First things first. Uninstall Prime95. Completely. Never use it again. I'll elaborate later.
The cooler is probably fine for what you're trying to do. I'd try lowering the voltage. 1.34V seems a tad on the high side for just 4.4GHz. If you're crashing then bad luck, but I think you can get lower. As Deders said, increase your LLC (load-line-calibration) and see what other power delivery options there are in your BIOS. Also disable any power-saving features as they can mess with your stability. Generally, you want everything set for better performance/overclocking, not low power consumption.
Other than that, general good practice when overclocking is to always set your voltage to manual when trying to determine a stable overclock. Really, you can't go wrong with that, as you remove the possibility of software messing with you from the equation. Also, set your RAM speeds to the default set by the CPU. If it's DDR4, that's 2133MHz. If it's DDR3, it's 1600MHz. Only put your RAM speeds back up (Assuming you have a faster kit) after finishing with the CPU overclock. Memory can cause weird issues that are really hard to diagnose. Been there, done that, never doing it again. While you're at it, you might want to test lowering your cache clock and voltage. That can sometimes help tremendoulsly with modern Intel CPU overclocking and the performance you lose is negligible.

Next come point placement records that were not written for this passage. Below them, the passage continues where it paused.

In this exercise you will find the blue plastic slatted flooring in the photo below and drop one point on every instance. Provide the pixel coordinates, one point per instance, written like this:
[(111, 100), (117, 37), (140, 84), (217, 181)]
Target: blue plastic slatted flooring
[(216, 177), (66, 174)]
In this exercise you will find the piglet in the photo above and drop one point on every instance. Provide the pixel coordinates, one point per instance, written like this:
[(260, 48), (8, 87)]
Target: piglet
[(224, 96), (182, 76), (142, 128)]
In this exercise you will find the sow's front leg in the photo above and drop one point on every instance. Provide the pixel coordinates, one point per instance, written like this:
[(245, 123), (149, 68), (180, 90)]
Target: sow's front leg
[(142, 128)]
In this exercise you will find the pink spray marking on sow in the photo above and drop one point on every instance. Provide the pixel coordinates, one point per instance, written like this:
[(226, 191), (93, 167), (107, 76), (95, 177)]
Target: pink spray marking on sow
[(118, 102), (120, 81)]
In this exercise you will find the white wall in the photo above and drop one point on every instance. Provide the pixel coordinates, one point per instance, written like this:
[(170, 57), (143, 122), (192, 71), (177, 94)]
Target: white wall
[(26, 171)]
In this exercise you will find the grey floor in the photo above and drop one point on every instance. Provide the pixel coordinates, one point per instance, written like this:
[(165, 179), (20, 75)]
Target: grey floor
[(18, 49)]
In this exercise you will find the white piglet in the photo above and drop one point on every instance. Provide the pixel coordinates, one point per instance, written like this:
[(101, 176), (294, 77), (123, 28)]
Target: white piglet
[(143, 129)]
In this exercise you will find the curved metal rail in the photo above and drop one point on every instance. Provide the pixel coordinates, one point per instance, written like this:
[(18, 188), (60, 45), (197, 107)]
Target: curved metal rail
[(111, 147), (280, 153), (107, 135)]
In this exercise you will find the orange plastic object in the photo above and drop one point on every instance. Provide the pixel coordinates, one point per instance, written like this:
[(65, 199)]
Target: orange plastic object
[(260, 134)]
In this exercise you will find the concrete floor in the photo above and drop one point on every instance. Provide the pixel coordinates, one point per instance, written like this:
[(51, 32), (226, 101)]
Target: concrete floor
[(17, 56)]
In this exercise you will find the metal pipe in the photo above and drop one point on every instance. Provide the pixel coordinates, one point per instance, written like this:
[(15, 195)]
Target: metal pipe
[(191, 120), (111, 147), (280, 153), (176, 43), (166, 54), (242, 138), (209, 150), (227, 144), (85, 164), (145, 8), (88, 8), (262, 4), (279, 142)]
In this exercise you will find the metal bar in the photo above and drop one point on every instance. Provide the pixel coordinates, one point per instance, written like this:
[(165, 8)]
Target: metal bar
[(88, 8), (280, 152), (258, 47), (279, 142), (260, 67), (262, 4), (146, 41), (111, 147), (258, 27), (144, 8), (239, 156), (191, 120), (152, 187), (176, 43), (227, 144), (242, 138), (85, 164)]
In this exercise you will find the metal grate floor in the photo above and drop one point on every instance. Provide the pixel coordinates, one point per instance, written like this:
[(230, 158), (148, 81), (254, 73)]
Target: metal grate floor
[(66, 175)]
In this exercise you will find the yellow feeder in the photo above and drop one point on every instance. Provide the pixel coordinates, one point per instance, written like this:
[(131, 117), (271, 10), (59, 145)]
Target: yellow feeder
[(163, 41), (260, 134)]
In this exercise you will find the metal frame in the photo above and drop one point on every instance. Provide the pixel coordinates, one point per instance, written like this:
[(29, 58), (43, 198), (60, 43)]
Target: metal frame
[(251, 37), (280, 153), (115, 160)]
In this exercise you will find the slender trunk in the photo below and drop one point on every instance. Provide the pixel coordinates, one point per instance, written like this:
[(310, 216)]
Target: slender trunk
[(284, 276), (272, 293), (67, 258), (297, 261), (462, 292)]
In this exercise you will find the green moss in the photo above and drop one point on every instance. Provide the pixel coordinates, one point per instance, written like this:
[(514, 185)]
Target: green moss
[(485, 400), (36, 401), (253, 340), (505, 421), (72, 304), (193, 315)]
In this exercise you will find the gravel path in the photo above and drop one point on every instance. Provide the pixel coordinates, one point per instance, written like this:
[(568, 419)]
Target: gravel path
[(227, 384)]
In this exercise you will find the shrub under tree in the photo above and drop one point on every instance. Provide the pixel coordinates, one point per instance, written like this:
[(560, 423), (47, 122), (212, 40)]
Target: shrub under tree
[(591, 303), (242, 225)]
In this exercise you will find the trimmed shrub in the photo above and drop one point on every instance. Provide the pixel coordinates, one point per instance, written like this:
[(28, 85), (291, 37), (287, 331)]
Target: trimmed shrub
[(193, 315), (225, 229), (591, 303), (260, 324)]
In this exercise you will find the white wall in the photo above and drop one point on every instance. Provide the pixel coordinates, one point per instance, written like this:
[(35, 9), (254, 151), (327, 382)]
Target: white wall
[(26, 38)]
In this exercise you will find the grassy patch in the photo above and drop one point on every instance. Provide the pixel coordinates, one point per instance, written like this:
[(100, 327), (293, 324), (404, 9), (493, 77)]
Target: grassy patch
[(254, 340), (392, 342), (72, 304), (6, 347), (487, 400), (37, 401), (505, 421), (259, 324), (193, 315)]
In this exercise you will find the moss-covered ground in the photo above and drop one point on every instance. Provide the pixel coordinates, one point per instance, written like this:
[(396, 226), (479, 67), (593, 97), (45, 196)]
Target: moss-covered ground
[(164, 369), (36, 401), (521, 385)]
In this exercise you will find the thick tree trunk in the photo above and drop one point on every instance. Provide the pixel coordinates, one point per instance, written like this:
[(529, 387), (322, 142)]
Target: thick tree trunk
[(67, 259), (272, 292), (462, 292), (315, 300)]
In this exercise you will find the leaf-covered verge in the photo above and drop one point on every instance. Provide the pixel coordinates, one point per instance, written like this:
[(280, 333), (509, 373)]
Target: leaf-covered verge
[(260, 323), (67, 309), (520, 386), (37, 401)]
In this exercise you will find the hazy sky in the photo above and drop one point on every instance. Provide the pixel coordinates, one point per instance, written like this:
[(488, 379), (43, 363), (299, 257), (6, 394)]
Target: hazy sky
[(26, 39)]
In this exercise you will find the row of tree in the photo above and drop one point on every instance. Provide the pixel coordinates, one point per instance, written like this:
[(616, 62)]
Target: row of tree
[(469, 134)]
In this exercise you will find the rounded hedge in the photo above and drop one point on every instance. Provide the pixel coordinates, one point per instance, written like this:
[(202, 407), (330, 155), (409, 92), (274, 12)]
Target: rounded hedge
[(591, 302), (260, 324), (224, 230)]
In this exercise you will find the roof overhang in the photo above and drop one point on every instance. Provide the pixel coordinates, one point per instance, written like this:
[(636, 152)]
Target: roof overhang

Install OCCT and Asus RealBench. I've found these two to be the most useful stress testing tools by far. OCCT finds most kinds of instability without risking to kill your CPU and RealBench does the same but using a really heavy, but realistic load. You might also want to try out AIDA64, it's the most complete suite of testing and monitoring software out there. But let me tell you again, never use Prime95 again. It runs your CPU in a completely unrealistic scenario that uses every subsystem at the same time at 100%. The result is that modern Intel CPUs will throw more voltage in there to keep everything stable under that crazy AVX load. Some Haswell CPUs would even increase the core voltage by 0.1V or something crazy like that. Mine would do a 0.05V increase when I had already set it to 1.315V. And the craziest thing? It will still crash most of the time. So just get rid of it and use the other ones.
If you still have issues after doing all that... Then yeah, it's the IHS. I doubt it's THAT bad though.
Hope I helped. If you want more help, I'll be around.